The steps in constructing a quick decision analysis are:
1) identify the dimensions of the analysis (problem, alternatives, outcomes)
2) construct a diagram
3) forecast the likely outcome for each alternative
4) assess how likely each outcome is in terms of probability
5) calculate the expected value of each alternative
For example, say a city wants to know if it should offer tax abatement to encourage economic development. The two alternatives are, simply, to do nothing (not offer the abasement), and to do something (offer the abatement).

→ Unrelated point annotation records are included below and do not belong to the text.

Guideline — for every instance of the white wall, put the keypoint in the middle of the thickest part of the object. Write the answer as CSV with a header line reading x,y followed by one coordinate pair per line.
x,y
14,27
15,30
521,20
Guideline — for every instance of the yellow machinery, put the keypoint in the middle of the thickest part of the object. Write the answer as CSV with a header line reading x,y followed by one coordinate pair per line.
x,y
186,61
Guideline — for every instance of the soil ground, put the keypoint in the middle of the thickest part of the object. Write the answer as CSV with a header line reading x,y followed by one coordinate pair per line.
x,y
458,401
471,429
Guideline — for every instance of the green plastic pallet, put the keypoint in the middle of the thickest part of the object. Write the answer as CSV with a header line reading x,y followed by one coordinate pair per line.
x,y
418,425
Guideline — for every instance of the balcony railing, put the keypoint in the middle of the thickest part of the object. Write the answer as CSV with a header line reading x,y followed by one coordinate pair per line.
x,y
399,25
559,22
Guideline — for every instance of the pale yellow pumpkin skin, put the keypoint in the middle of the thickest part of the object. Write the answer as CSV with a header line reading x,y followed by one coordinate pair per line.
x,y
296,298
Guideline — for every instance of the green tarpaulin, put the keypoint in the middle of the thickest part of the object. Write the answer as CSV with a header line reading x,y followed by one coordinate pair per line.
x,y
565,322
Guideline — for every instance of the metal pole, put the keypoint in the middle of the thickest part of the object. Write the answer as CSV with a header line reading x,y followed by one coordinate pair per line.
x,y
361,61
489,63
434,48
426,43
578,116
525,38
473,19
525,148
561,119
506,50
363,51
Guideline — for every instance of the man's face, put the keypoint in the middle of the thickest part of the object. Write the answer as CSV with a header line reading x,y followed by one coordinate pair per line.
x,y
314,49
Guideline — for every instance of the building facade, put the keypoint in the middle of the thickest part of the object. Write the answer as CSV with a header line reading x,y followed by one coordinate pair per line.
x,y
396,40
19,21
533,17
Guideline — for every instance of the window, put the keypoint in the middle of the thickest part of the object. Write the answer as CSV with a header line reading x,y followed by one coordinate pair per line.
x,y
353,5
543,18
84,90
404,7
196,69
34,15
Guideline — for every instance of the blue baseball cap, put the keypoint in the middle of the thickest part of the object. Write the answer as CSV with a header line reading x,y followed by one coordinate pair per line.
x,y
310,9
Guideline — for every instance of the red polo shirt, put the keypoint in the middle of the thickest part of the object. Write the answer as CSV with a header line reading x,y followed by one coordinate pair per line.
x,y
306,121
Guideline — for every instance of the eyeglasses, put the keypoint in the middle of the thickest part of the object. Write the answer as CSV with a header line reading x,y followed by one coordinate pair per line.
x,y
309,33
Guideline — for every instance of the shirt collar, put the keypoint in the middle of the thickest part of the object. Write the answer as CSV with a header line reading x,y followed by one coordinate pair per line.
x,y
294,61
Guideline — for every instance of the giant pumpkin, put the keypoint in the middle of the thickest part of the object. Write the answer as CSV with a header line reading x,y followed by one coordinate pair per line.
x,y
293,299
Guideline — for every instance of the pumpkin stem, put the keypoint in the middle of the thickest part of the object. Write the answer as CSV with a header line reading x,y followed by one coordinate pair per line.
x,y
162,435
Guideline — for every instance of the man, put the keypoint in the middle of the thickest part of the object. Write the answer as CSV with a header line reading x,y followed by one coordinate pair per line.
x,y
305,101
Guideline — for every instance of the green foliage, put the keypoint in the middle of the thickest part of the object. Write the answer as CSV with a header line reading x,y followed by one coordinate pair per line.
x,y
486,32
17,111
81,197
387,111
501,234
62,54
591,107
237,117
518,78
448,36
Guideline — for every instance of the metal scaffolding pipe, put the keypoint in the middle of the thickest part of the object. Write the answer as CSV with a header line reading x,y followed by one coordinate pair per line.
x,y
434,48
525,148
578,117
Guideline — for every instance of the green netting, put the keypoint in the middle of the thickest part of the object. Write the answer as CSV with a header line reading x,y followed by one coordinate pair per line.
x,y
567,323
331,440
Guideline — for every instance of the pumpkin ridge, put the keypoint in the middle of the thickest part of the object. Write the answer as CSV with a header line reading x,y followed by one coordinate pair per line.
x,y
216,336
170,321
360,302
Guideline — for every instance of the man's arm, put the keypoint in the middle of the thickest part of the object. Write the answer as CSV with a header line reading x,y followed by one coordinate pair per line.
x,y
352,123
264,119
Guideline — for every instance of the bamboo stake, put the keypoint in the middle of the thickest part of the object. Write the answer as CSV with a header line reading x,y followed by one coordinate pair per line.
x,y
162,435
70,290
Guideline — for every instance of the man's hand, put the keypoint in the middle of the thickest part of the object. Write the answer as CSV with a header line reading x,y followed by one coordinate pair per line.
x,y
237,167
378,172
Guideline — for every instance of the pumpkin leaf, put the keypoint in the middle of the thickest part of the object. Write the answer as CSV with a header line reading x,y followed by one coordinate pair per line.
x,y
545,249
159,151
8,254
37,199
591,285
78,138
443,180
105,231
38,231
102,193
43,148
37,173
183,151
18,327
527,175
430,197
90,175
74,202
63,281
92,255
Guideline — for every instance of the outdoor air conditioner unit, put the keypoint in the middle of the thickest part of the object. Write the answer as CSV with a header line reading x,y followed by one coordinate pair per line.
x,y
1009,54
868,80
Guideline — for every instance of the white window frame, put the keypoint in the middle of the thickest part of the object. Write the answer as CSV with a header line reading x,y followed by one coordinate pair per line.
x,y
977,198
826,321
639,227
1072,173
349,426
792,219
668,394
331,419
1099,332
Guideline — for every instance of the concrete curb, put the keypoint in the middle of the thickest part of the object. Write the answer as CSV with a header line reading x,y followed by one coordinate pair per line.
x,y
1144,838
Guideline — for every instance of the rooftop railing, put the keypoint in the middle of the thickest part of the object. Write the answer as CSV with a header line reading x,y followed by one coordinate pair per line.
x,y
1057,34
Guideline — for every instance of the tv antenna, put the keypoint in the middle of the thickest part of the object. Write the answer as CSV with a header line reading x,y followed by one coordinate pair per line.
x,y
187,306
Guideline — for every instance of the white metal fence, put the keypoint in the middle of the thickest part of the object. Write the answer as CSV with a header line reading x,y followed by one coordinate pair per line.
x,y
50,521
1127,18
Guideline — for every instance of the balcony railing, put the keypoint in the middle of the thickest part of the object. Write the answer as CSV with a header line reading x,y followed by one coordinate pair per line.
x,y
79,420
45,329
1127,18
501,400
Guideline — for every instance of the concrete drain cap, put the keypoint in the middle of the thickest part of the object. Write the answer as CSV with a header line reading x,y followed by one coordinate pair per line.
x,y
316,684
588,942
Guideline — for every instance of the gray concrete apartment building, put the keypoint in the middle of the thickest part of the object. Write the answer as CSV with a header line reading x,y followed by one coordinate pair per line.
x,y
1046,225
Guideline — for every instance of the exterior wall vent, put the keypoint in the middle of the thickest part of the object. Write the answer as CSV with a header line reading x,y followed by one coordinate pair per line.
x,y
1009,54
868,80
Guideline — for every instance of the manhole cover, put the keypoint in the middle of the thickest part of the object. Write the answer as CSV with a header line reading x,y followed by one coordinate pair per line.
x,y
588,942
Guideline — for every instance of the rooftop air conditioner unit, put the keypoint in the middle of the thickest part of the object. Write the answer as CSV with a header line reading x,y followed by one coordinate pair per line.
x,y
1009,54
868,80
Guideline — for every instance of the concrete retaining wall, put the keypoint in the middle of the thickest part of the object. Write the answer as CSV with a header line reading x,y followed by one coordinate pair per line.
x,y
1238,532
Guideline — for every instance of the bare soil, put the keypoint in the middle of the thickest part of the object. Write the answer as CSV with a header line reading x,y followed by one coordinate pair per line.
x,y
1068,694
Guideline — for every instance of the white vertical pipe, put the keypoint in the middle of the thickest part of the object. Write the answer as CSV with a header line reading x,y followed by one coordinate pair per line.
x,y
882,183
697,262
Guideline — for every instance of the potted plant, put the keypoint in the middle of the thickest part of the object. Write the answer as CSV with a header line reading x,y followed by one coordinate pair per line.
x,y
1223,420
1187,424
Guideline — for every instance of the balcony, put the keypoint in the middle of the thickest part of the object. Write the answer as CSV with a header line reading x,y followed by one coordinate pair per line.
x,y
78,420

Each possible policy alternative has two possible outcomes: new economic development occurs, or new economic development does not occur.
 

Likely Outcomes

Do Nothing Offer Abatement
Development 
Occurs
No new development Development
Occurs
No new 
development
Change in Property Tax Revenues +$100 m 0 +$900 m 0
Cost of offering the abatement 0 0 -$600 m -$200 m
Cost of additional city services -$25 m 0 -$100 m 0
Net  +$75 m 0 +$200 m -$200 m
Probability of this outcome p=0.3 p=0.7 p=0.6 p=0.4

Expected Value of this alternative

0.3 x $75 m = 
$22.5 m
0.7 x $0 m = 
$0 m
0.6 x $200 m = 
$120 m
0.4 x-$200 m = 
-$80 m
+$22.5 m +$40 m
 

However, it is important to question quick decision analysis.
-What studies were used to estimate outcomes and probabilities?
-Were discount rate applied?
-What time frame was considered?
-What were the opportunity costs (how could the money be spent elsewhere?)
-How sensitive are these figures to changes in the economy?
-At what probability would the expected value of the two alternatives be equal?
If there is a great deal of uncertainty about the analysis, there are a number of strategies:
1) delay until more is known
2) map out all uncertainties and the information that is needed
3) collect more data to reduce uncertainty
4) estimate a wide range of possible values for those which are uncertain
5) develop alternatives under a wide range of possible conditions
6) build in more flexibility
7) build in more backup
8) compromise to an acceptable alternative, even if it is not the optimal one
9) choose a strategy that minimizes the maximum possible losses
10) conduct in-depth research to provide the information needed

POLITICAL ANALYSIS

Often one criteria for assessing proposed policy alternatives is political acceptability to the client. A political feasibility analysis can help the policy analyst identify the important elements to be considered for each proposed policy.
1) Actors--people, groups, and organizations
2) Beliefs and motivations--which are negotiable, and which are non-negotiable?
3) Resources--power, influence, money, staff, public opinion, etc.
4) Effectiveness--leadership, ability to use resources effectively
5) Sites--agendas, windows of opportunity, sequencing of decisions, etc.
A political feasibility analysis takes each proposed policy alternative and examines how well it will hold up in the current political reality. Which actors will favor or oppose it, and why (beliefs and motivations)? What resources do they have, and how effective will they be at supporting or opposing the policy? Where is the debate on the policy to occur, and which actors or groups will be most powerful there? Does any group have veto power?

IMPLEMENTATION ANALYSIS

Even after a policy is adopted, there still may be resistance to its implementation. In conducting an implementation analysis, the policy analyst looks at factors that will make the alternative easier or more difficult to implement, such as:
1) are there few or many actors required to implement this alternative?
2) will there be one or multiple implementation settings?
3) will there be a single or multiple sets of instructions?
4) what is the degree of consensus around this alternative?
5) what magnitude of change will be required?
6) how much of the political conflict from the adoption stage will be displaced into the implementation stage?
7) can game theory be used to model the possible outcomes?
8) are the necessary resources present, such as administrative will, competence, budget, skills, authority, personnel, etc.